وَ لَن تَجِدَ لِسُنَّةِ اللهِ تَبدیلاً[17]

Eğer Allah'ın dininin ihya edilmesi yolunda hareket ettiyseniz ve bu yönü riayet ettiyseniz Allah size yardım edecektir. Kur'anı Kerim bunu buyurmuştur. Bu sarahatle ilahi vaattir ve biz de pratikte onu tecrübe etmişiz. Biliniz ki İnkılab tarihinin bu kesiti gelecek nesiller tarafından sürekli gündeme getirtilecek tarih akışı içinde tarih kesitlerinin en üstünlerinden biridir. Madde dünyasında, süper güçlerin musallat olduğu dünyada, İslam'a, İslami maarife ve İslami değerlere yönelik her türlü mücadelenin sürdürüldüğü dünyada, İslam temellerine dayalı bir düzenin kurulması, hem de öyle bir yerde ki o sapık güçlerin daha fazla nüfuz alanını oluşturan bir mıntıkada. İşte bu garip bir şeydir. Bizler bu meseleye adet ettik. İşte bu "İn Tansurullah Yensurkum" (Allah'a yardım ederseniz, Allah da size yardım eder)'dir. Ve Yosabbit Agdamekom yani sarsıntıya da uğramazsınız ve keza sarsıntıya da uğramadık. İran halkı sarsıntıya uğramadı. Bunca baskı, bunca komplo, bunca eziyet, bunca kalleşlik ama İran halkı vazgeçmedi. Bu ilahi bir sünnettir.

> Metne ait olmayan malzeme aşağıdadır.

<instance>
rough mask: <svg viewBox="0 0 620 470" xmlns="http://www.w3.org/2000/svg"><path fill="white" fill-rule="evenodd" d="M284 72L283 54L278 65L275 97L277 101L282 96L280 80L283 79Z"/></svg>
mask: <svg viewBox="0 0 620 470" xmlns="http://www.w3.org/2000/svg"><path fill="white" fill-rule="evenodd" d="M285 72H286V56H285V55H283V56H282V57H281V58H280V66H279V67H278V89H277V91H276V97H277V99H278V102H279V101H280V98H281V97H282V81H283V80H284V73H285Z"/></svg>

Kur'anı Kerim'de bir başka ayette şöyle buyruluyor:

اَلَم تَرَ کَیفَ ضَرَبَ اللهُ مَثَلاً کَلِمَةً طَیِّبَةٍ کَشَجَرَةٍ طَیِّبَةً اَصلُها ثابِت وَ فَرعُها فِى السَّماء. تُؤتى اُکُلَها کُلَّ حینٍ بِاِذنِ رَبِّها[18]

Yani: "Görmedin mi? Allah nasıl bir misal verdi. Güzel bir söz, kökü (yerde) sabit, dalları gökte olan güzel bir ağaç gibidir. (O ağaç) Rabbinin izniyle her zaman meyve verir."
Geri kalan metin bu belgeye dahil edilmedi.